The bioactivity of chitosan oligosaccharides is closely related to its degree of polymerization. The bioactivity of chitosan oligosaccharides with specific degree of polymerization has attracted extensive attention. The results show that the structure-activity relationship between the degree of chitosaccharide polymerization and its activity is different according to the biological activity.

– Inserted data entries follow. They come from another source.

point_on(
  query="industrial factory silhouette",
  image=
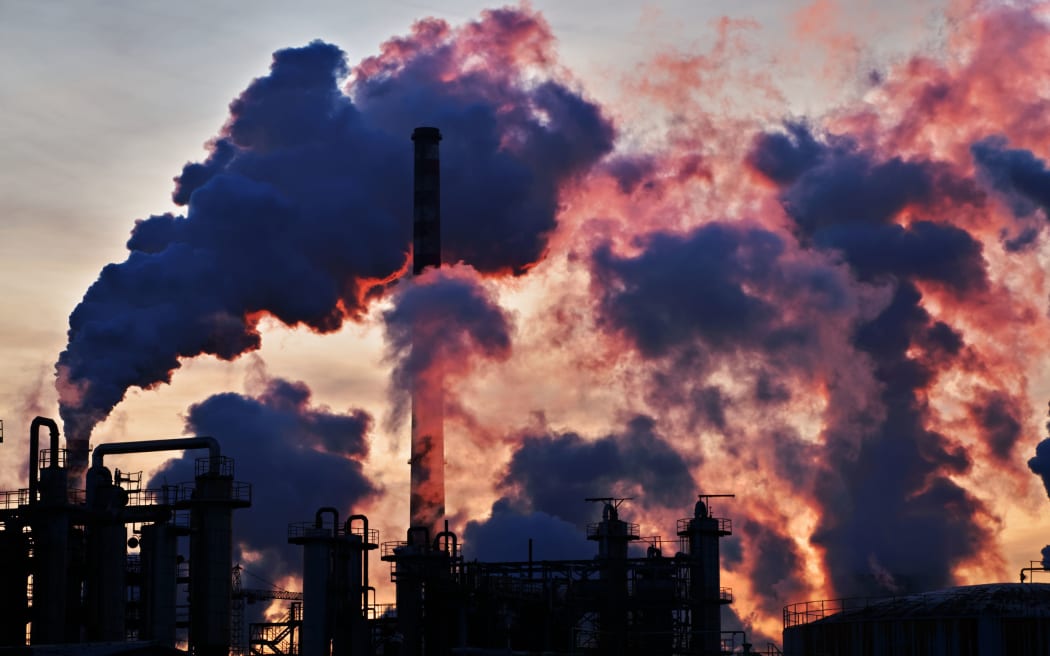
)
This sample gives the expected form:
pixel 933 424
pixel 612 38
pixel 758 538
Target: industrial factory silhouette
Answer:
pixel 116 568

It has been reported that Chitohexaose Hexahydrochloride can effectively inhibit the metastasis of tumor 180 and solid tumor in mice. In addition, it can also effectively inhibit the growth of meth-A solid tumor in BALB/ C mice, indicating that Chitohexaose Hexahydrochloride is the basic functional factor of chitosan oligosaccharide's anti-tumor activity. Compared with other monosaccharides (Chitobiose Dihydrochloride, Chitotriose Trihydrochloride, Chitotetraose Tetrahydrochloride, and Chitopentaose Pentahydrochloride), Chitohexaose Hexahydrochloride showed a more obvious inhibitory effect on the proliferation and migration of TUMorinduced ECV304 cells. For antiangiogenic activity, the degree of polymerization had less effect, and dp8-12 chitosan oligosaccharide had better effect.
For the antimicrobial activity of chitooligosaccharides, the antimicrobial activity of chitooligosaccharides against Staphylococcus aureus increases with the increase of the degree of polymerization, and the degree of polymerization greater than 5 is the necessary condition for chitooligosaccharides to exert the antimicrobial activity. In addition, chitosan oligosaccharides with polymerization degree of 5-9 can induce the activity of phenylalanine aminolyase (PAL) and the production of H202 in arabidopsis thaliana suspension cells compared with DP3-6.
For antioxidant activity, chitosan oligosaccharides with low degree of polymerization had better hydroxyl radical scavenging activity than chitosan oligosaccharides with high degree of polymerization. Chitobiose Dihydrochloride and Chitotriose Trihydrochloride had stronger hydroxyl radical scavenging ability. Therefore, chitosan oligosaccharides with degree of polymerization greater than 2 were the effective components for hydroxyl radical scavenging. In terms of scavenging activity of superoxide radicals, chitosan oligosaccharides with molecular weight between 1000-3000 had better scavenging activity of superoxide radicals, while chitosan oligosaccharides with polymerization degree of 10-12 had better scavenging activity.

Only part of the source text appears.